As far as I can gather:

  • The size of a bool in C99 is undefined other than the fact it must be at least large enough to store true (1) and false (0). In other words, at least one bit long.
  • It could even be one bit wide.
  • Its size might be ABI defined.

This comment suggests that if a C99 bool is passed into a function as a parameter or out of a function as the return value, and the bool is smaller than a C int then it is promoted to the same size as an int. Under this scenario, we can tell Rust T is u32.

All right, but what if (for some reason) a C99 bool is 64 bits wide? Is u32 still safe? Perhaps under this scenario we truncate the 4 most significant bytes, which would be fine, since the 4 least significant bytes are more than enough to represent true and false.

Is my reasoning correct? Until Rust gets a libc::c_bool, what would you use for T and why is it safe and portable for all possible sizes of a C99 bool (>=1 bit)?

回答1:

As of 2018-02-01, the size of Rust's bool is officially the same as C's _Bool.

This means that bool is the correct type to use in FFI.


The rest of this answer applies to versions of Rust before the official decision was made

Until Rust gets a libc::c_bool, what would you use for T and why is it safe and portable for all possible sizes of a C99 bool (>=1 bit)?

As you've already linked to, the official answer is still "to be determined". That means that the only possibility that is guaranteed to be correct is: nothing.

That's right, as sad as it may be. The only truly safe thing would be to convert your bool to a known, fixed-size integral type, such as u8, for the purpose of FFI. That means you need to marshal it on both sides.


Practically, I'd keep using bool in my FFI code. As people have pointed out, it magically lines up on all the platforms that are in wide use at the moment. If the language decides to make bool FFI compatible, you are good to go. If they decide something else, I'd be highly surprised if they didn't introduce a lint to allow us to catch the errors quickly.

See also:

  • Is bool guaranteed to be 1 byte?


回答2:

After a lot of thought, I'm going to try answering my own question. Please comment if you can find a hole in the following reasoning.

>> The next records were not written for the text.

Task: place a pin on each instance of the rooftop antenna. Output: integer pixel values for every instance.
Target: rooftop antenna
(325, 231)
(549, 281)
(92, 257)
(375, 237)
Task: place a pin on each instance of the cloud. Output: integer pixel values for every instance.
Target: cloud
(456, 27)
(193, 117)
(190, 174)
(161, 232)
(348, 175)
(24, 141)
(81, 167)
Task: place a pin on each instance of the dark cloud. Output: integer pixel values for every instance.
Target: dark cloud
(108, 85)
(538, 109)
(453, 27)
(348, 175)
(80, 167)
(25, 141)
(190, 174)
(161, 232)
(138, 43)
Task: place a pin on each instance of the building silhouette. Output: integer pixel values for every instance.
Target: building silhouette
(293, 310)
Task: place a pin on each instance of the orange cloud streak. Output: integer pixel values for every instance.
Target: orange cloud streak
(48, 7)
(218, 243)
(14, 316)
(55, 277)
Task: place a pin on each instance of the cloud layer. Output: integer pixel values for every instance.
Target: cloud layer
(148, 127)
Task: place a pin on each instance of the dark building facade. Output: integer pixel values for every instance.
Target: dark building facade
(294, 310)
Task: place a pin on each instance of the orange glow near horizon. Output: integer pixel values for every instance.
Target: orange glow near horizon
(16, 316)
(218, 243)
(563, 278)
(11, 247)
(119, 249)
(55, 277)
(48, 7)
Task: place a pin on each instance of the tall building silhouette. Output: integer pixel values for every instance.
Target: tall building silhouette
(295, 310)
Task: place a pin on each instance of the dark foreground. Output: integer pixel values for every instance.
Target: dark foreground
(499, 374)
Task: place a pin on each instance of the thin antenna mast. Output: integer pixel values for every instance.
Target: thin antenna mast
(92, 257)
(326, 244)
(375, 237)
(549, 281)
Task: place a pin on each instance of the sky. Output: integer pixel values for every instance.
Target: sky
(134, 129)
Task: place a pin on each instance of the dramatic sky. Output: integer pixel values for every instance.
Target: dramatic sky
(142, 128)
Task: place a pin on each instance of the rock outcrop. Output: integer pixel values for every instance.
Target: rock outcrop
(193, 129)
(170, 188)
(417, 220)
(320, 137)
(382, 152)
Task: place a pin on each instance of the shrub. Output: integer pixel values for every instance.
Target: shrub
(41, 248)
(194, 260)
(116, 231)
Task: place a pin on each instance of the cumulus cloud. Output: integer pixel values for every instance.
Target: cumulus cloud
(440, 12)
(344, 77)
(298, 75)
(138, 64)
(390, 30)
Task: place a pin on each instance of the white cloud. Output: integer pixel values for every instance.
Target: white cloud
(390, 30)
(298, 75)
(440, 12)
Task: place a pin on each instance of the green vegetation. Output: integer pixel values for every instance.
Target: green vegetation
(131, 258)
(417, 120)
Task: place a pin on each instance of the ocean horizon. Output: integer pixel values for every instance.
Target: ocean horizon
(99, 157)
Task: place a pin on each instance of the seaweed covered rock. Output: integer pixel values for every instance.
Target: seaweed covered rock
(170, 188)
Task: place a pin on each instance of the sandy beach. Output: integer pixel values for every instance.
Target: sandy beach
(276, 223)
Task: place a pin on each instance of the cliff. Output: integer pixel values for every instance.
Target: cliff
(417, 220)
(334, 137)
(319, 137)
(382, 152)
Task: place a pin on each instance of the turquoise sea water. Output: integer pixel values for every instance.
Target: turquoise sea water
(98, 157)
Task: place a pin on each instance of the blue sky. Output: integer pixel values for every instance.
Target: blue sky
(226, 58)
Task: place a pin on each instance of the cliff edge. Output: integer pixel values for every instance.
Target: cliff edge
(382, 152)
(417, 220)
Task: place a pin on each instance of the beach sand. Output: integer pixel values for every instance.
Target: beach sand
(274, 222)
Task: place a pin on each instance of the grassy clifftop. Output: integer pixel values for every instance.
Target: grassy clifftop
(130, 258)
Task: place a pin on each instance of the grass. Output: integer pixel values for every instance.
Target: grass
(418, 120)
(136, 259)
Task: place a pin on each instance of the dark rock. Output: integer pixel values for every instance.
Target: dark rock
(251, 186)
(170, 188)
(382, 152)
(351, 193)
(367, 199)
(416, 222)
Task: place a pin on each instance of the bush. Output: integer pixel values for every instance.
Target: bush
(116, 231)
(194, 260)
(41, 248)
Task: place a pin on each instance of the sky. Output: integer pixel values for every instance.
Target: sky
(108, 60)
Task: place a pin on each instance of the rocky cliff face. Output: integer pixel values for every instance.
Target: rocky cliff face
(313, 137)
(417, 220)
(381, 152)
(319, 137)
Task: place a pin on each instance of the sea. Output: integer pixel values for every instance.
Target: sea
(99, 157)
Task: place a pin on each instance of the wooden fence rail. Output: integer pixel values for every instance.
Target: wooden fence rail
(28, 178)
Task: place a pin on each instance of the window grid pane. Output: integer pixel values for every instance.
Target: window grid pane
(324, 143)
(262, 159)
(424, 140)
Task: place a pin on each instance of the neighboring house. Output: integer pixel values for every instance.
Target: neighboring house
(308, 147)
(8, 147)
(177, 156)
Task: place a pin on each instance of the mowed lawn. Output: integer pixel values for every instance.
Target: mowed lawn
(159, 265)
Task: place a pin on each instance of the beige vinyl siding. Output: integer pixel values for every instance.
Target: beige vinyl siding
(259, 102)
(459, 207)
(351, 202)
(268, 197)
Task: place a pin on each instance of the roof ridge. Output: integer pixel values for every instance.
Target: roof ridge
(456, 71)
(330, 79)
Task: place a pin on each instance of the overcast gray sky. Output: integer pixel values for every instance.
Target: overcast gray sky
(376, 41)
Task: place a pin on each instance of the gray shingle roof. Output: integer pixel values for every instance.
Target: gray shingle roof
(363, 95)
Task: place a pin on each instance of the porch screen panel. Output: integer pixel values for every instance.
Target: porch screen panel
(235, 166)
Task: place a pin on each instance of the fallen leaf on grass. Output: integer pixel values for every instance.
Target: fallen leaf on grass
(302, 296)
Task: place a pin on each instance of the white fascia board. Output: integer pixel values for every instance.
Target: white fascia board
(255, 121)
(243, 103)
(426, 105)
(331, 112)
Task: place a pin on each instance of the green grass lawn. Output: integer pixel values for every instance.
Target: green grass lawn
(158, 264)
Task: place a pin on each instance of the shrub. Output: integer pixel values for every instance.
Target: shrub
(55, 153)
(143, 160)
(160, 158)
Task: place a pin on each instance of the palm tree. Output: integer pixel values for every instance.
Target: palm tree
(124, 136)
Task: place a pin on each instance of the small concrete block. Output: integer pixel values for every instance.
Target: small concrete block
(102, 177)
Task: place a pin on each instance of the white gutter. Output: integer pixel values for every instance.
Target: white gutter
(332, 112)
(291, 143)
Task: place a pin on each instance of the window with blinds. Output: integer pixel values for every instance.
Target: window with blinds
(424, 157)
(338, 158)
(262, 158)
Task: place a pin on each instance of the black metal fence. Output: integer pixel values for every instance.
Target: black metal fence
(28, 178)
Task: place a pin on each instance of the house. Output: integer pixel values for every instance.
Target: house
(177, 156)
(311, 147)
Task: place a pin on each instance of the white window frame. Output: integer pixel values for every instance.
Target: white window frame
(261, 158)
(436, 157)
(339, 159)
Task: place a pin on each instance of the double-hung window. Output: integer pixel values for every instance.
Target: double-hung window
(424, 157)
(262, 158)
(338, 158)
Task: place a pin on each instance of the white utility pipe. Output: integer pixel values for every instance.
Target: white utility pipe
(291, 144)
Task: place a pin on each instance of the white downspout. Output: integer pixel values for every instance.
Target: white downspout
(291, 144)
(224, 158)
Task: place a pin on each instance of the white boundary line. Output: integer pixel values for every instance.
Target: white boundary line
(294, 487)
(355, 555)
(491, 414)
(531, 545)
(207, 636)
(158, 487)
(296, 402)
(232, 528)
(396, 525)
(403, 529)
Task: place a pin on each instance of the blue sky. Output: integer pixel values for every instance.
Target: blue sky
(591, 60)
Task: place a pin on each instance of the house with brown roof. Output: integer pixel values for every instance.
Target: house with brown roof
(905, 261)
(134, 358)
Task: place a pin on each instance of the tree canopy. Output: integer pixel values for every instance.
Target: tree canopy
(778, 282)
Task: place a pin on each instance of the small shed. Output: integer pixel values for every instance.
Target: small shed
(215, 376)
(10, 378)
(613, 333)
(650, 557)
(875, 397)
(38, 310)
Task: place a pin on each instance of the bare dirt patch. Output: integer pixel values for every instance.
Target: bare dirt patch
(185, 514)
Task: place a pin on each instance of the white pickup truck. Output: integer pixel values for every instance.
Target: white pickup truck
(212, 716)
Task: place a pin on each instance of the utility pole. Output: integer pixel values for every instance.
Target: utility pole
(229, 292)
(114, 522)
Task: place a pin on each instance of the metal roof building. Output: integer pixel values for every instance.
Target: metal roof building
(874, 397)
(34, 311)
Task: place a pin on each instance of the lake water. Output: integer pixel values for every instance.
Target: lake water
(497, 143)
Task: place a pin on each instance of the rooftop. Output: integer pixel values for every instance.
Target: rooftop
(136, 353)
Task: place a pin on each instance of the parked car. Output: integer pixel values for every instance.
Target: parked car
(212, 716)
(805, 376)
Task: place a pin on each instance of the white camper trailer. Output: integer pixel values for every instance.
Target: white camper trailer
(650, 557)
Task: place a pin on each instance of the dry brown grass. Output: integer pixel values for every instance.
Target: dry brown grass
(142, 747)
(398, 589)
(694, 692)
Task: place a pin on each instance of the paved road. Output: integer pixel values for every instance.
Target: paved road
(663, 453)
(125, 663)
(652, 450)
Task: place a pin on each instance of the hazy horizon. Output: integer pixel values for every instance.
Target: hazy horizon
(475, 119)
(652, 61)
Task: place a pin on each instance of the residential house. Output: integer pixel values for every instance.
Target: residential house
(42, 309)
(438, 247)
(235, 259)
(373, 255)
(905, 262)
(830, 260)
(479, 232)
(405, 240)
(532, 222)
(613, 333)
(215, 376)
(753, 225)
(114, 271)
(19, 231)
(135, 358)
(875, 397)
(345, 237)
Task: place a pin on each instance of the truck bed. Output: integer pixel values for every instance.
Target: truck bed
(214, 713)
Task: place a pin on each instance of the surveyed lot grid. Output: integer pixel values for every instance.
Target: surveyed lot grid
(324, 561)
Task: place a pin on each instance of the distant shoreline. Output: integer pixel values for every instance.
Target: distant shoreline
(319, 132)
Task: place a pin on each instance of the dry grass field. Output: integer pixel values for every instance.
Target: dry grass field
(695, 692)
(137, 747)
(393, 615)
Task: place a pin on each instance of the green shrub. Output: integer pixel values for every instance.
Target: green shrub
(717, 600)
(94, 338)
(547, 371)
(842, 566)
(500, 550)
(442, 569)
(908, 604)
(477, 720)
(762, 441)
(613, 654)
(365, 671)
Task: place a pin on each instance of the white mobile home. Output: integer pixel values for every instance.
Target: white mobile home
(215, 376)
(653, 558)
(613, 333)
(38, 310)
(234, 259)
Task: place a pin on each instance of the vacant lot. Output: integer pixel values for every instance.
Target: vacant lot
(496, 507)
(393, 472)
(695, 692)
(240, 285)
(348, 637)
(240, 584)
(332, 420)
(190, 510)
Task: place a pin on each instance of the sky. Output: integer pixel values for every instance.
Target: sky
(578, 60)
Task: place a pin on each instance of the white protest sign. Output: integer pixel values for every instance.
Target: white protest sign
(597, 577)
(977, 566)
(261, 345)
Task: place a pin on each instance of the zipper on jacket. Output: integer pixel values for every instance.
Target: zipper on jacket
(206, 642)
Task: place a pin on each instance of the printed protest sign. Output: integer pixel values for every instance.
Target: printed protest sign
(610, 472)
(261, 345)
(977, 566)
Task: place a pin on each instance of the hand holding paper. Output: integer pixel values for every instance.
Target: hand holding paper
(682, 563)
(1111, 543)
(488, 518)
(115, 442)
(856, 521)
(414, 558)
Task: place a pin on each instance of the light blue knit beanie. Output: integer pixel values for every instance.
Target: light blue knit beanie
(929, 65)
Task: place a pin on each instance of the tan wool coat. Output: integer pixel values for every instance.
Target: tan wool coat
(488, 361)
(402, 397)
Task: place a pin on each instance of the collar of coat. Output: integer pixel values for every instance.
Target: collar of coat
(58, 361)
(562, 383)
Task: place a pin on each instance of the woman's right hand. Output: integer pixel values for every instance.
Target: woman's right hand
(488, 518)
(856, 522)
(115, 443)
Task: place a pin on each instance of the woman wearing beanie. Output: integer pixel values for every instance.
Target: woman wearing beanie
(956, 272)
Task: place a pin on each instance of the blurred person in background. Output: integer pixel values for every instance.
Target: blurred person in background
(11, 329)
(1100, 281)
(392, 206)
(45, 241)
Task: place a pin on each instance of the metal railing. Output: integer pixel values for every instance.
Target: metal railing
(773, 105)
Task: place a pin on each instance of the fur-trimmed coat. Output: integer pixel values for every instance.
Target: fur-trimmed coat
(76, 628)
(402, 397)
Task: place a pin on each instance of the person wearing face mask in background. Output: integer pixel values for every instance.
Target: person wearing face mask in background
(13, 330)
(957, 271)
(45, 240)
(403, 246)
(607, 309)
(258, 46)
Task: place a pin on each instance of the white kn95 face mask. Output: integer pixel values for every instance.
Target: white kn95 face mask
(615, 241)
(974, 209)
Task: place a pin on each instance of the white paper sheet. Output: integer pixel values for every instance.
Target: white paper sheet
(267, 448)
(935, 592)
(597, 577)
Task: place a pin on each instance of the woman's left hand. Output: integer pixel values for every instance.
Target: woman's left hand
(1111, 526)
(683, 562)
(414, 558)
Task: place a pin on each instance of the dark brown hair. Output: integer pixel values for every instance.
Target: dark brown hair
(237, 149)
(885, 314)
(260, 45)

This is not the correct answer -- see the comments below

I think a Rust u8 is always safe for T.

We know that a C99 bool is an integer large enough to store 0 or 1, which means it's free to be an unsigned integer of at least 1-bit, or (if you are feeling weird) a signed integer of at least 2-bits.

Let's break it down by case:

  1. If the C99 bool is 8-bits then a Rust u8 is perfect. Even in the signed case, the top bit will be a zero since representing 0 and 1 never requires a negative power of two.

  2. If the C99 bool is larger than a Rust u8, then by "casting it down" to a 8-bit size, we only ever discard leading zeros. Thus this is safe too.

  3. Now consider the case where the C99 bool is smaller than the Rust u8. When returning a value from a C function, it's not possible to return a value of size less than one byte due to the underlying calling convention. The CC will require return value to be loaded into a register or into a location on the stack. Since the smallest register or memory location is one byte, the return value will need to be extended (with zeros) to at least a one byte sized value (and I believe the same is true of function arguments, which too must adhere to calling convention). If the value is extended to a one-byte value, then it's the same as case 1. If the value is extended to a larger size, then it's the same as case 2.